= Vermont Public Utility Commission =

U.S. state government agency

The Vermont Public Utility Commission (formerly known as the Vermont Public Service Board) is a government agency of the State of Vermont that supervises the rates, quality of service, and overall financial management of public utilities in Vermont. Established under Title 30 of the Vermont Statutes Annotated, the Commission exercises quasi-judicial oversight of electric, natural gas, telecommunications, and private water companies. The commission also serves as the franchising authority for cable television systems in Vermont.

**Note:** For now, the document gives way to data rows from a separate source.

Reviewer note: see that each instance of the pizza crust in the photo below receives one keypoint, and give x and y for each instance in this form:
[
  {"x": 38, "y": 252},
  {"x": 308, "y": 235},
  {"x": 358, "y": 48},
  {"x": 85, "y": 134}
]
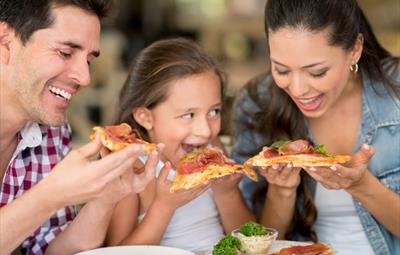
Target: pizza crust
[
  {"x": 188, "y": 181},
  {"x": 312, "y": 249},
  {"x": 298, "y": 160}
]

In addition, the Commission reviews environmental and economic impacts of proposals to purchase energy supply or build new energy facilities; monitors the safety of hydroelectric dams; evaluates the financial aspects of nuclear plant decommissioning and radioactive waste storage; reviews rates paid to independent power producers; and oversees the statewide Energy Efficiency Utility programs.

The Commission comprises a chairman and two Commissioners, all of whom are nominated by the Vermont Judicial Nominating Board, appointed by the Governor of Vermont and confirmed by the Vermont Senate. The chairman and Commissioners serve staggered six-year terms. The commission's office is located at 112 State Street in Montpelier, Vermont.

The current chairman is Edward McNamara (term expires 2029).

Current Commissioners are Margaret Cheney (term expires 2025) and Riley Allen (term expires 2027).

== New name ==

The Public Service Board name changed in 2017 to the Public Utility Commission effective July 1, 2017. The new name more clearly reflects its existing statutory responsibilities and clarifies the difference between the commission and the separate state agency known as the Vermont Public Service Department.